I have practiced the martial arts for some time. I started in Chinese Kung Fu, several different styles off and on until I hit my late 30's. It was about three years in that I realized one of the difficulties facing the kung fu community. Lineage. Many teachers simply did not know how to apply the arts they taught in any practical way. They would often explain that the applications were embedded in the forms; and all you had to do was practice them continually and the applications would become apparent. Others would show an application or two, usually very unrealistically and explain that there were thousands of variations on this technique that would become apparent over time. I became frustrated with this and drifted to other arts. Then I found Kenpo. Kenpo was a great art. But it was actually in decline.
Kenpo had been created by Ed Parker in the early 70's , and he was constantly revising the art and the manner in which it was taught. He gained several devoted high level students that began the spread of Kenpo throughout the Americas. At that time Kenpo was a living and breathing art reaching new students every day. Until Ed Parker died suddenly from a heart attack in his 50's. The Kenpo world was in shock. He had named no clear successor but left a half a dozen high level black belts with strong personalities behind. It wouldn't take a statistician to predict what was about to happen. Kenpo splintered first into three then six and a dozen different Kenpo variations and organizations. Today the Kenpo world is shattered. Her roots withering from branches grown too far from the source and indeed cut off from the source altogether. The most commercially succesful branches have left Kenpo altogether and begun entirely new arts. I have practiced in many schools, and there is little depth in them. They are like plastic copies of what has come before. It is the same thing I felt with some Kung Fu school separated from their roots by thousands of years. Kenpo is dying too. If it's not dead already.

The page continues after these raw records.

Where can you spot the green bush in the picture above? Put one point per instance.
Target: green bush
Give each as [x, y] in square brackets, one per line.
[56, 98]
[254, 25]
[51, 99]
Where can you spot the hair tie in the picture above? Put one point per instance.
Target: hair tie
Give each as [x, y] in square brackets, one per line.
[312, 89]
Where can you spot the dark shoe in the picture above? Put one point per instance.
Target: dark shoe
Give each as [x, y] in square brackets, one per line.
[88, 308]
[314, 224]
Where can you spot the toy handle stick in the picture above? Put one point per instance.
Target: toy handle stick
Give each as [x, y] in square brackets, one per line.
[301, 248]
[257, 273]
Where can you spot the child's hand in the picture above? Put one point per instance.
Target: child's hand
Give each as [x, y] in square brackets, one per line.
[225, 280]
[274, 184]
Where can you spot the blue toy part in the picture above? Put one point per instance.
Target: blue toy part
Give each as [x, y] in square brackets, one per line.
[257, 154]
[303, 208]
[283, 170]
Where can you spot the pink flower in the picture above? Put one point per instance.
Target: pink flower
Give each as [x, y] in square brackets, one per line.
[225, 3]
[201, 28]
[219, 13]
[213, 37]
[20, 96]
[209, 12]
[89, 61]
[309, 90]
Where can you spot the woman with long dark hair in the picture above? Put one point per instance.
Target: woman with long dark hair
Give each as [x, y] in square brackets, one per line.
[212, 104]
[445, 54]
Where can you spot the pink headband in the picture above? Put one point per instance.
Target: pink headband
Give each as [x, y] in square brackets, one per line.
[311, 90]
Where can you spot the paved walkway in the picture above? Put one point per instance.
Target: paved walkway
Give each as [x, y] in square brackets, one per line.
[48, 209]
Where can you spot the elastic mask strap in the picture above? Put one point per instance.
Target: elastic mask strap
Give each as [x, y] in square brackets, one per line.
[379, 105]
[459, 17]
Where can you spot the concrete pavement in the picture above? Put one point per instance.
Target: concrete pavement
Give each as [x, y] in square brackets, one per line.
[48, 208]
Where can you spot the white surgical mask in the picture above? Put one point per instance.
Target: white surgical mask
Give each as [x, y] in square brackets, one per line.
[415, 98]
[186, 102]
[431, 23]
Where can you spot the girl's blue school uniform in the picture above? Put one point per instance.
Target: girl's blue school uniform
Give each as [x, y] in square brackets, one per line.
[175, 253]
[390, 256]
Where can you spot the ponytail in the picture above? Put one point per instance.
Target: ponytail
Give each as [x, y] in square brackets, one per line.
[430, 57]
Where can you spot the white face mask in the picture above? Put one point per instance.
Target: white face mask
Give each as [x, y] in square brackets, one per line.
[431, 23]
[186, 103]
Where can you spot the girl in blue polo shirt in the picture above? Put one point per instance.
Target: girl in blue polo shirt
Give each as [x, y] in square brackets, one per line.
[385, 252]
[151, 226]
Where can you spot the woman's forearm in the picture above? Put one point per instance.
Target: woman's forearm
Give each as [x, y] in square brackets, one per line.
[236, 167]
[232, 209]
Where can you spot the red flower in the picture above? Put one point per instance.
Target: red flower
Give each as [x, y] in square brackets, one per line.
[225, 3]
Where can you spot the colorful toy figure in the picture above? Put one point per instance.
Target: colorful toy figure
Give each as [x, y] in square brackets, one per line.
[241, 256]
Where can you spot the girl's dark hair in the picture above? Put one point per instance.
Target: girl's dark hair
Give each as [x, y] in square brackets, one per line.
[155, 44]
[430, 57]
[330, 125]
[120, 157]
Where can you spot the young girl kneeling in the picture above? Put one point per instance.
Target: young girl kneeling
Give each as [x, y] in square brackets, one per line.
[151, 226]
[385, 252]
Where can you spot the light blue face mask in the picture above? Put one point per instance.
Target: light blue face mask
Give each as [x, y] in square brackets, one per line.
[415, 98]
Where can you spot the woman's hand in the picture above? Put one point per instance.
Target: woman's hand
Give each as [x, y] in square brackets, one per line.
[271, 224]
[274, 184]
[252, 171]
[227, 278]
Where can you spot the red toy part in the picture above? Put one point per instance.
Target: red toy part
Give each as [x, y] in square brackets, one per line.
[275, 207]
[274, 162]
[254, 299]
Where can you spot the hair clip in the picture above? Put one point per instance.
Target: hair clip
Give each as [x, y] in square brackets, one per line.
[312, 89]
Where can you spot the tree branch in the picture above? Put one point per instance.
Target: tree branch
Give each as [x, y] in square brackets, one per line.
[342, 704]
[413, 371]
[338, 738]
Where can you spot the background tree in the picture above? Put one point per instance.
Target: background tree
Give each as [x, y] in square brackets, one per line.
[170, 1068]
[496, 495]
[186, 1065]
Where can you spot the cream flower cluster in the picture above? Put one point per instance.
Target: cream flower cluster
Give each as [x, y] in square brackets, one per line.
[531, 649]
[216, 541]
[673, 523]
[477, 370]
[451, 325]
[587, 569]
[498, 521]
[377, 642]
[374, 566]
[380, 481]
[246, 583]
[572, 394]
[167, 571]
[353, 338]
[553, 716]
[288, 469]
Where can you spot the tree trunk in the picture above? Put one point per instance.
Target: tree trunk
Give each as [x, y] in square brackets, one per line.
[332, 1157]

I can't help but feel the same thing happening to gaming today. I mean there are lots of people gaming, just like there are lots of people practicing in dojos all over the world. But what are they doing really? What are they playing? Are they plastic imitations of the originals or some new branch that has broken off of the staff? I'm at a loss to tell you the truth. It may be just me. But I can't seem to find the magic--anywhere. The clones don't quite do it, the new commercial offerings don't quite do it. They get close, but they are missing some ineffable quality that the originals possessed. At least for me.
These news games are excellent creations, I don't want to down them. Just like some very successful Kenpo schools teaching a new twist on the old. But they aren't "it". They are ultimately different. Some might say that they are close enough, or that they are even better. But I don't see it. I don't see it and I don't feel it. In my opinion the only reason one would even play a retro clone would be that they are better than the originals. Otherwise you might as well play the originals.
Now, some might be confused by this. Just recently I recommended that those that want to play 0e play S&W instead of the originals. But you know what? I'm not even qualified to make that statement. I have never played 0e and I never played B/X. I am a strict AD&D 1e man. That's what I played and that's what I know. I owned B/X and I played some the modules, but I tweaked them for AD&D. Why play B/X, I reasoned, when AD&D was available? (That is strictly opinion not a commentary). So the only clone I feel inclined to judge is OSRIC and maybe LL AEC. LL AEC is just not advanced. It's more like Basic on steroids. And we all know how I feel about OSRIC.
Variants are really different games altogether. They make changes to the original idealogies and add their own twists. So unless you are looking for a new game they aren't an adequate replacement for the originals either. C&C comes really close to AD&D feel with the exception of the d20 mechanic and the Siege Engine. It's a light system however, and so they play differently in many regards. And they certainly don't have that baroque spirit enshrined in the original AD&D.